The ability to communicate wherever, whenever, with whomever?

“If you can broadcast out, someone, with the right tools, can peer in.”

Greater access to a world of knowledge via the internet?

“During US presidential election 19 million bot accounts were tweeting in support of either Donald Trump or Hillary Clinton, working to sway public opinion and spreading fake news stories.”

The human factor

The element missing from the discussion thus far is the human. A human hell-bent on causing grief can take any device or tool and turn it to a destructive use. The problems, social media addiction for example, are slated back to the human.

It’s not the widget that makes you narcissistic / anxious / addicted or whatever ailment you choose. It’s that the human user is a narcissist / anxious / prone to addiction with or without the widget.

“Much of this is tapping into natural human processes,” explains Professor Frank Deane from UOW’s School of Psychology. “We as humans seek stimulation or have needs that can be at least momentarily fulfilled via many online activities.

“When we find what we want we get a little pleasure hit, for want of a better word, and we seek more of it. We’re programmed to do that and in many cases that process can be used to reinforce positive behaviours.”

Professor Deane says there are subtle technology effects that contribute to conditioning and potentially addiction. The notification sound on a phone can itself have the desired effect. “When you hear that sound, that signals that you may receive a small reinforcement, such as hearing from a friend or getting the latest gossip.

“From a research point of view, we’re only just beginning to try to understand the real effect on our social relationships and long-term, we still don’t really know what those effects are. This is in part because it’s such a rapidly changing environment.”

Yet, technology is almost inseparable from our daily lives, and forgoing the convenience seems an unnecessarily backward step. Professor Michael says that we as users of technology need to take responsibility. Control the tool, don’t let the tool control you, she urges.

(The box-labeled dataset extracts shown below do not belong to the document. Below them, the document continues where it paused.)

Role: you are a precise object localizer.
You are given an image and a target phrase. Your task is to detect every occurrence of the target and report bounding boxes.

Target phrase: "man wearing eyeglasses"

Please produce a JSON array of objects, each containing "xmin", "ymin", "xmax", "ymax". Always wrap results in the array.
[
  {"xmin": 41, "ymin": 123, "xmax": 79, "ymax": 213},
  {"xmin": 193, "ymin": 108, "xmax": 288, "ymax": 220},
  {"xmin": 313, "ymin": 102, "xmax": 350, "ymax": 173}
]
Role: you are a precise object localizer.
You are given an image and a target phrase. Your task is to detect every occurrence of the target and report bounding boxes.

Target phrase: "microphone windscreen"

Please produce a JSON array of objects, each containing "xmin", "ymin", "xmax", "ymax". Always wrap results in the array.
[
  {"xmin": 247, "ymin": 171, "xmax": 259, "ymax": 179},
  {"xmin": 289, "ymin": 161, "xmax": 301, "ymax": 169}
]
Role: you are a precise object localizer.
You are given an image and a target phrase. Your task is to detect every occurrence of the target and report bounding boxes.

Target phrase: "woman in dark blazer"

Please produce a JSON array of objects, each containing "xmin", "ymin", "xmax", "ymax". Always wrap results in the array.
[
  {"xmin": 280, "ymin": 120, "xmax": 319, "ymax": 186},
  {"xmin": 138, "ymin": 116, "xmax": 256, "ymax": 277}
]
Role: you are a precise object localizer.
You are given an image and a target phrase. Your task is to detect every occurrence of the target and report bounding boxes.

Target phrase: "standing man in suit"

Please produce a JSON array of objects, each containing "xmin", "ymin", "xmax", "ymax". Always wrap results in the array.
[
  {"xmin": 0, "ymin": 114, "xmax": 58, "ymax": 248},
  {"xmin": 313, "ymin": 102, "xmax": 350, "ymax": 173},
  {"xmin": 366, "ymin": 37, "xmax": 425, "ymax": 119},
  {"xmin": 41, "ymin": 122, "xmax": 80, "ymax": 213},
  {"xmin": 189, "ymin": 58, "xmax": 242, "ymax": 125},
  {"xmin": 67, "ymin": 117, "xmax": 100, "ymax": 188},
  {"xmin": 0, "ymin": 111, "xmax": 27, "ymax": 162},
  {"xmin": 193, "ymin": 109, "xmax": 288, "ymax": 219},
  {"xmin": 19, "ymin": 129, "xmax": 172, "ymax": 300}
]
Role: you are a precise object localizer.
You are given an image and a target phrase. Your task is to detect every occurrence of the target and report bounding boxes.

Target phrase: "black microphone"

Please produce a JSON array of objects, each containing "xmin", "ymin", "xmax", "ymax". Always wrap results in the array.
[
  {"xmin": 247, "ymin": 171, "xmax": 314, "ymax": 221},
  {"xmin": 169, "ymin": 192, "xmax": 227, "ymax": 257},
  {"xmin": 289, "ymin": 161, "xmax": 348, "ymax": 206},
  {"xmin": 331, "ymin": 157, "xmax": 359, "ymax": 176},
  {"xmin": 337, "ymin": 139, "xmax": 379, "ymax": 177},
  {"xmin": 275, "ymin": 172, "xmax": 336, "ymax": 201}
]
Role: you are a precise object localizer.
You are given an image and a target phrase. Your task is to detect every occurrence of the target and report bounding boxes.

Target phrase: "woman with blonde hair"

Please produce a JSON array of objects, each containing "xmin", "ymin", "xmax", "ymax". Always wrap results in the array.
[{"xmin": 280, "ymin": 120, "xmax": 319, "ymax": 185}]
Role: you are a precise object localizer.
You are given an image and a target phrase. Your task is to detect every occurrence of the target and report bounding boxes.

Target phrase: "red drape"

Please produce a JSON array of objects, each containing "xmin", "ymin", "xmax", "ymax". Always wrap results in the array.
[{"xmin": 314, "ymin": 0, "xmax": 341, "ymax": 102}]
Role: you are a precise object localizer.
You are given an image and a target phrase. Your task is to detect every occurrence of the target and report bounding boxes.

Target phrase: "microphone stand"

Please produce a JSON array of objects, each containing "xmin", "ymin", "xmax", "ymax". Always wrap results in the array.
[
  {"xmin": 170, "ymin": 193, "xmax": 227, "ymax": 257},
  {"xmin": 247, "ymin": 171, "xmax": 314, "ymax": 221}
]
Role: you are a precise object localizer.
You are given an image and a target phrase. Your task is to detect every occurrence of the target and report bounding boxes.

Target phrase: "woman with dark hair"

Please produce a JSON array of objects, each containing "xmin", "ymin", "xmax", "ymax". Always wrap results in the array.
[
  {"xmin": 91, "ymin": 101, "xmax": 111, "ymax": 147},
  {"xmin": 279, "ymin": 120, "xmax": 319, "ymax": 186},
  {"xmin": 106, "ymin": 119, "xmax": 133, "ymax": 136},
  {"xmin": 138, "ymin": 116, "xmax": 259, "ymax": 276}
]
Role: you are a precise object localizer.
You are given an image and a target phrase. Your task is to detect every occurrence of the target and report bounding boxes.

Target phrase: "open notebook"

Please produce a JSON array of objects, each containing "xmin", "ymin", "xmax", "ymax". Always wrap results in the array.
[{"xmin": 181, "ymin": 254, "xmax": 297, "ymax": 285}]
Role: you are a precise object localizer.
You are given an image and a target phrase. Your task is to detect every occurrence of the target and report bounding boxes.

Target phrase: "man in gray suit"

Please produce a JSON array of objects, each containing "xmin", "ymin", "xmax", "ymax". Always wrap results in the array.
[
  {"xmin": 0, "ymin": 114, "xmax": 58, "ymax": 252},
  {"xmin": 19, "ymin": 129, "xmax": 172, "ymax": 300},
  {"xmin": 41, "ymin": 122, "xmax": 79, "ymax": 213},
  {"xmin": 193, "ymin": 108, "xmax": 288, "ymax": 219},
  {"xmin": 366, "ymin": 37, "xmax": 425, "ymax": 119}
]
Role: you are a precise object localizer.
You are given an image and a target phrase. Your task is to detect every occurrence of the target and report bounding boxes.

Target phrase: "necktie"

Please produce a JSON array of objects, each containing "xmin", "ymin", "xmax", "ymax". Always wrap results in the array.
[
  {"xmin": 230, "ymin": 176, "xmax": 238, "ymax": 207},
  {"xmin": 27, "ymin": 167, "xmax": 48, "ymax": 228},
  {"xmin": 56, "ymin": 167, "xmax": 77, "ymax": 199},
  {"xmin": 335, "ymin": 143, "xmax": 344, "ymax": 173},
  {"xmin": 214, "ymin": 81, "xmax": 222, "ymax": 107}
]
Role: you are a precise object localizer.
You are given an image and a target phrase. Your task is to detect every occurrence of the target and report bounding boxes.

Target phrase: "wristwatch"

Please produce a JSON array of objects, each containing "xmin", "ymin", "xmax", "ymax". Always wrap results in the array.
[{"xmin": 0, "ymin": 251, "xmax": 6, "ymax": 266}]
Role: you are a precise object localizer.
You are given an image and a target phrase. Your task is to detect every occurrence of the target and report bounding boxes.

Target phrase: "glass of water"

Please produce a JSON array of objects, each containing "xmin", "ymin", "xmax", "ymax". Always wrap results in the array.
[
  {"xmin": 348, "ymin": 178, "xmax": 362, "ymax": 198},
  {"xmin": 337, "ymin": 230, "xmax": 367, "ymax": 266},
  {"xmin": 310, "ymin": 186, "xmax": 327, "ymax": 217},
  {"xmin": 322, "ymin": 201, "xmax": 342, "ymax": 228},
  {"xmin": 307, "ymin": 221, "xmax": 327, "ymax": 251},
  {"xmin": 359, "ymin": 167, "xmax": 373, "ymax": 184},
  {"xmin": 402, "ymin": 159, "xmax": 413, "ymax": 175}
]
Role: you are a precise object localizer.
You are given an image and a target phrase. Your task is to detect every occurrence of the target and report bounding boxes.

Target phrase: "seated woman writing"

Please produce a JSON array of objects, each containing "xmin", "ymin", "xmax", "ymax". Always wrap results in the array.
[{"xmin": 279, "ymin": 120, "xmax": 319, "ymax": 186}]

“We need to become aware of the potential consequences, firstly, and responsible for ourselves and our behaviour,” she says. “We need to set limits in all facets of our life. Most of this is nothing new. If I’m overeating, I’ve got to eat less. If I drink, I can’t drive because I could harm others.”

Street artist Banksy explored the connection between technology and life in his mural dubbed ‘mobile lovers’. Photo:

Control the tool, don’t let the tool control you

Professor Michael uses technology every day, teaches technology at university, researches technology, edits research-based publications about technology – yet is regularly pigeon-holed as a naysayer, a harbinger of technological doom.

“The first reaction is silence after I speak,” she says with a laugh, revelling in the idea of disrupting the popular discourse. “Very few approach me immediately after I deliver presentations but by the afternoon, it’s sunk in. You can see people are really thinking about it and continue the conversation well after the conference is over.”

She subscribes to the view of “cautious optimism” espoused by Ann Cavoukian, the former Information and Privacy Commissioner for Ontario, Canada.

“We cannot – nor should we wish to – stop the march of time, Professor Michael says. “With possibility comes responsibility: this is the paradox of technological potential. It’s possible to develop technology that is privacy enhancing and celebrates humanity.

“We have to be optimistic no matter how dystopian these shows and movies are, no matter how apocalyptic some of these things might seem. However dark things might sometimes appear, hope must never be diminished.

“We have to have belief in the ability of the human spirit to triumph over unintended consequences.”